Clemson plays South Carolina and then the ACC title game. If Clemson losses either game, they’ll have a weak case. The Orange have zero top 25 wins. As the defending champs, the committee might give them a status boost. But they haven’t so far. They’re ranked below Ohio State and LSU.

Clemson is so much better than their next two opponents. I think they’ll win out, and they’ll make it.

PAC-12:

Oregon’s loss to ASU means that Utah is the only remaining threat. I’m assuming they hold on to their 21 point lead against hapless Arizona.

Utah plays Colorado and then Oregon. While Utah is currently ranked No. 7, I’m not sold on them getting the final spot over Baylor. A 12-1 Utah would have a single top 25 win (Oregon). Their USC loss is worse than losing to Oklahoma. We’ll also see how the committee views that league after Oregon went down a level with that loss.
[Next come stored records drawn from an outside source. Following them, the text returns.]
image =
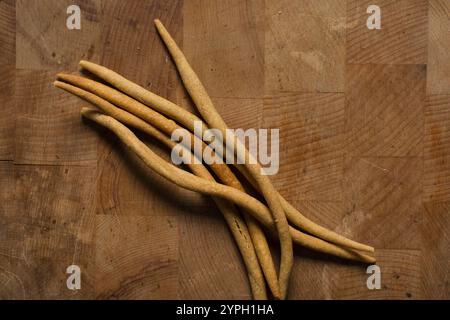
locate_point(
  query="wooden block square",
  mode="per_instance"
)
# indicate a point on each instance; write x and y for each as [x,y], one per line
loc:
[45,43]
[384,110]
[438,75]
[224,42]
[7,112]
[436,250]
[384,201]
[201,272]
[399,280]
[311,144]
[49,128]
[436,184]
[305,46]
[50,229]
[131,46]
[402,38]
[136,257]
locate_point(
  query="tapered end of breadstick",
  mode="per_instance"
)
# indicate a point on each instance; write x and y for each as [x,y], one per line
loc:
[90,113]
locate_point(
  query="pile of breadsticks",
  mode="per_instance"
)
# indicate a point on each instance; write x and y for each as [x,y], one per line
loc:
[123,104]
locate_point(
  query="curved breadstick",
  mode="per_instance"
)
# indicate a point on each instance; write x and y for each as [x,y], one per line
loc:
[188,181]
[303,223]
[168,126]
[206,108]
[186,117]
[235,223]
[294,216]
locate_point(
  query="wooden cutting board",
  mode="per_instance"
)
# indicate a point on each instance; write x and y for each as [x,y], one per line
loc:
[364,145]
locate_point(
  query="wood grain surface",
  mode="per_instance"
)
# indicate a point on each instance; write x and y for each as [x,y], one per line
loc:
[364,119]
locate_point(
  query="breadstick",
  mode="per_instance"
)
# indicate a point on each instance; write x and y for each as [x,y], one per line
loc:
[188,181]
[167,126]
[187,119]
[209,113]
[293,214]
[303,223]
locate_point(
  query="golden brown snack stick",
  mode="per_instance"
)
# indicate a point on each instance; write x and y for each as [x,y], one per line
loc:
[234,221]
[206,108]
[167,126]
[303,223]
[191,182]
[294,216]
[148,98]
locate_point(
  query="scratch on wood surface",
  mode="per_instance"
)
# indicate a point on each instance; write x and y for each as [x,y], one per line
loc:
[15,276]
[374,165]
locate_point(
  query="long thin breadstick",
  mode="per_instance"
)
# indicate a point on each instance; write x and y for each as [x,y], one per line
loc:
[191,182]
[303,223]
[293,214]
[235,223]
[186,117]
[206,108]
[167,126]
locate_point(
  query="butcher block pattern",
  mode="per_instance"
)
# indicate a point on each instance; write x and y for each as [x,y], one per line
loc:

Utah might stay above Baylor though. The Bears have a decent gap to make up (five spots). Even with a good finish, the committee might not make such a leap.

But tell TCU about the committee not making big leaps. The Horned Frogs won their last game in 2014 by 52. They dropped three spots. If Baylor has an incredible final week, they could leap Utah.

The easiest path here: Oregon beats Utah. A two loss Oregon, with one loss to Arizona State, isn’t passing Baylor to make this deal, despite any conspiracy about Rob Mullens being the chair.

So what should I root for:

Barring absolute chaos, the easiest path is for LSU to win out, Ohio State wins out, Auburn beats Alabama and Oregon beats Utah. I think 12-1 Baylor is 100% in with that result. All those results are very possible, but hitting on that many events—even assuming Baylor goes 12-1—is not easy.

If Baylor wins out, and the final spot comes down to Baylor and Alabama, 538 gives Baylor a 56% chance to make it with Alabama only given a 36% chance. Those numbers aren’t 100% because the 538 model leaves some room for the committee making a wild decision like putting two loss Georgia in the field.

We should acknowledge there is a lot of uncertainty with this. The committee now has new members. I don’t know what Ray Odierno, a former architect of the Surge in Iraq along with David Petraeus, thinks about football. He’s one of the members. And opinions can change. Baylor’s bad non-conference might seem disqualifying now. It might not when a team without any top 25 wins is the team competing with Baylor for the final spot.

I’ve predicted the field every season. While I would have selected Ohio State in 2018, Penn State in 2017 and Baylor in 2014, I’ve been able to correctly predict what the committee would do each season heading into their final rankings. It’s not that hard to piece together once you listen to the season’s chair and look at their protocol.

If Baylor can finish 12-1, they have a very good chance to make it. The Bears still need help—LSU needs to not blow it against Georgia and Ohio State needs to beat these other Midwestern kids—but if the favorites win out, the Bears will be a legitimate contender against Alabama and Utah for the final spot. And if they can get a little more luck with those two losing, then the Bears would crash the field two seasons after going 1-11 and losing to Liberty.